Lapan- TUBSat is Indonesia’s first remote sensing satellite, made by the experts from National Institute of Aeronautics and Space (Lembaga Penerbangan dan Antariksa Nasional, Lapan) and Technische Universität Berlin (TUB) Germany. The uses of the satellite are for Indonesian natural resources observation and weather forecast for the Indonesian area. Lapan-TUB Sat was launched aboard PSLV-C7 on 1 January 2007 from the Indian space centre in Sriharikota and still functioning well after the fifth birthday.

==History==
Lapan-TUBSat is a micro satellite, weight of 56 Kilograms, and orbit at 630 kilometers above Indonesia. This satellite passes the polar orbital (from one polar to another) and across the archipelago for two or three times each day. Image of Lapan- TUBsat, now can only be received by Lapan ground station in Rumpin, West Java, called remote sensing image for West Indonesia. Afterward, ground station in Pare Pare, South Celebes and Biak Island, Papua, will be built to receive image from remote sensing satellite for Middle and East Indonesia.

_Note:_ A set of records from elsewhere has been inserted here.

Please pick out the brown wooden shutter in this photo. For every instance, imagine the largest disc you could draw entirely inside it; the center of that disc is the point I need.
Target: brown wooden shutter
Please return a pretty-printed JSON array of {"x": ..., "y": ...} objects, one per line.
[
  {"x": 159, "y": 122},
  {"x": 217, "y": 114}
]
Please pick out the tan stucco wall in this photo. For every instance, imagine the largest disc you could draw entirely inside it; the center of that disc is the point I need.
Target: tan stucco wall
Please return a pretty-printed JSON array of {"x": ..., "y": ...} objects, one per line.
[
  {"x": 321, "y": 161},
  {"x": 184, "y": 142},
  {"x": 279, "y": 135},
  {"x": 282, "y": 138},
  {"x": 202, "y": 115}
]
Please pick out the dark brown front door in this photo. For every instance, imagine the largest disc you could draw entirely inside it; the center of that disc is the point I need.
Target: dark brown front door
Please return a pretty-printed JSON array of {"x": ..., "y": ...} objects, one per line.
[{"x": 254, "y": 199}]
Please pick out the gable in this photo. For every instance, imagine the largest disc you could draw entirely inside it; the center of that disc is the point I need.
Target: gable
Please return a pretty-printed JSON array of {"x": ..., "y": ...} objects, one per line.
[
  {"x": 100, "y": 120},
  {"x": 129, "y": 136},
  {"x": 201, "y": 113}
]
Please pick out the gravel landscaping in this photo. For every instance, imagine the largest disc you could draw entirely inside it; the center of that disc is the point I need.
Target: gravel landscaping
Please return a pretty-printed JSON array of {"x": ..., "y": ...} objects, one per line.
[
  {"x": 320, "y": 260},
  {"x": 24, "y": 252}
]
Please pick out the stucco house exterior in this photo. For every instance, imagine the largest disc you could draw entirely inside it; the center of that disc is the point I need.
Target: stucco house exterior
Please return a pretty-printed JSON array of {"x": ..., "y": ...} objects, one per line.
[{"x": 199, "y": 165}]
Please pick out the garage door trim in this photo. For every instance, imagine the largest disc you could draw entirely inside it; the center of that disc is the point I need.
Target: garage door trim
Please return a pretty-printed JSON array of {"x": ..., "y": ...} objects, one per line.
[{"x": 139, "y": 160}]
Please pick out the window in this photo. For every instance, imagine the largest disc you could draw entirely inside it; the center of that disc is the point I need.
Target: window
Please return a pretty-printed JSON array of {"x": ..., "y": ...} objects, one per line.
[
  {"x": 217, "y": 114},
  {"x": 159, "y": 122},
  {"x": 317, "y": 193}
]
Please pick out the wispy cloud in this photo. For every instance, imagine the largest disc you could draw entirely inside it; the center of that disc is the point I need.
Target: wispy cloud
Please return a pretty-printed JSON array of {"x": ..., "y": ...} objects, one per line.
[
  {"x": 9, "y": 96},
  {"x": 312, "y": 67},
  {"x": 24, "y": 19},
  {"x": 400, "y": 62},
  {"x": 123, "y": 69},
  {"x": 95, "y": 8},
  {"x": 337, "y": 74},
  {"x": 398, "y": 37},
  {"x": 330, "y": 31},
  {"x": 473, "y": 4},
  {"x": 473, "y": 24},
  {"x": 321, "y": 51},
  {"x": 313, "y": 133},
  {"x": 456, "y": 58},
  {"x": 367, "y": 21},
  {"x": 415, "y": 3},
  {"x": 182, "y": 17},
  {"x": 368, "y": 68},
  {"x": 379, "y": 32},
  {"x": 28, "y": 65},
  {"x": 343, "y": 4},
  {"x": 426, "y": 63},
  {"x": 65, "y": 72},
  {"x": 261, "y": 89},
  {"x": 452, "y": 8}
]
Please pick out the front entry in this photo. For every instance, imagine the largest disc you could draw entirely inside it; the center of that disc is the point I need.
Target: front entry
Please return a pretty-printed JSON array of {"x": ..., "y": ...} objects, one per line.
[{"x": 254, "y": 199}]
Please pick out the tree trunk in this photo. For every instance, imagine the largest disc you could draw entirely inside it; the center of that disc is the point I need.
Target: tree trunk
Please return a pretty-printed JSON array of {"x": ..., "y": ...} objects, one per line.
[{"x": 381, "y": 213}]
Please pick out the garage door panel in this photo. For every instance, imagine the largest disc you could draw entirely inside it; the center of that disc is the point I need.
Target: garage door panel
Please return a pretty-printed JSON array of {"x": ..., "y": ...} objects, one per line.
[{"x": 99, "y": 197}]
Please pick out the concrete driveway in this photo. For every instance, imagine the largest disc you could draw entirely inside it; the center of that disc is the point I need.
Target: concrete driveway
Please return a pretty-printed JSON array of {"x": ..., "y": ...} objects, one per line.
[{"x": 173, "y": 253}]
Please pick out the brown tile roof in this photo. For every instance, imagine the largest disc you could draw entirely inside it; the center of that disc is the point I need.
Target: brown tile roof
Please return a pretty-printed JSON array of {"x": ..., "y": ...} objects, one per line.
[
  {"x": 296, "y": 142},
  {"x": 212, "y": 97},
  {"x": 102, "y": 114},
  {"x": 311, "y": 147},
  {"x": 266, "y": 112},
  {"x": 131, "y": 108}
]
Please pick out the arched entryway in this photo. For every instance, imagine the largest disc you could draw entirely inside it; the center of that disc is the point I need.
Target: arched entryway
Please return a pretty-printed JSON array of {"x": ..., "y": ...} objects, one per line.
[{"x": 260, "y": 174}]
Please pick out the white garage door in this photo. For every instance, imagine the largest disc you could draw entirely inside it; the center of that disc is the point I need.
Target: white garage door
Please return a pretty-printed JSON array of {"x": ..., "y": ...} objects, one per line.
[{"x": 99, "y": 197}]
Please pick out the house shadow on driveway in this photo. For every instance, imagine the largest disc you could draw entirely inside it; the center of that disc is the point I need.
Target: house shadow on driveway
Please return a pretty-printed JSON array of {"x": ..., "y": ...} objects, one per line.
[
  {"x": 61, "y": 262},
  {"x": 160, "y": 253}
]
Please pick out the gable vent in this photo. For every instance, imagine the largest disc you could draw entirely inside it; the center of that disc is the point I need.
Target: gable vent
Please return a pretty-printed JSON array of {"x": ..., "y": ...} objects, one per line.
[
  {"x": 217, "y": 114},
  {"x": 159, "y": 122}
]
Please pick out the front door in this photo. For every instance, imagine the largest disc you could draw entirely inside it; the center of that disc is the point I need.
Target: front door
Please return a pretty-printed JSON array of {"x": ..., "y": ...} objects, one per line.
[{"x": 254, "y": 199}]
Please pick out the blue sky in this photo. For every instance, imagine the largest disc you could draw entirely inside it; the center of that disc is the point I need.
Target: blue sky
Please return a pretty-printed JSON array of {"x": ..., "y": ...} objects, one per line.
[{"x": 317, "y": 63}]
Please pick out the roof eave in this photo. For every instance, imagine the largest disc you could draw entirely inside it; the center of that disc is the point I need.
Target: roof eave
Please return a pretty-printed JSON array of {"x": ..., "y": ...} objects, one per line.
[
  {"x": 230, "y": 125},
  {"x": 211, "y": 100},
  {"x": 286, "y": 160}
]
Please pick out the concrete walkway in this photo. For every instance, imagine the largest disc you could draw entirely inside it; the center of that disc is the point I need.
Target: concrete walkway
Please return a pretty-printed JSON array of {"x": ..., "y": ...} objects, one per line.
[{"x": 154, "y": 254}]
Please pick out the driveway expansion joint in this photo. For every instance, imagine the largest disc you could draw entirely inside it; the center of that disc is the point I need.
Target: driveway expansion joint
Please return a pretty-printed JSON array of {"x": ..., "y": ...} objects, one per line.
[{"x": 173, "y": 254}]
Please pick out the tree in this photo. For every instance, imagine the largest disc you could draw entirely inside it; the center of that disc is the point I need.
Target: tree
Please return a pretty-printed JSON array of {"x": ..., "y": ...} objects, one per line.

Before this discovery, image input and satellite data for the observation need, are received from other countries’ natural resources satellites, such as Landsat and NOAA (United States), SPOT (France), Radarsat (Canada), JRS (Japan), and also Feng Yun (China). Lapan as the institute that is made to fulfill this need could not fix the satellites’ orbital tracks, its coverage area, and time limit of the satellites rotation above Indonesia.

Now, the Lapan-TUBsat can relay topography images from several regions in Indonesia. At the test phase, the satellite was aimed to Strait of Madura, North Java, Bangka Maritime and Strait of Malaya. Those areas classified as catastrophes areas of accident and flood. This point is consistent with the Lapan-TUBsat mission, giving attention to potentially dangerous areas in Indonesia.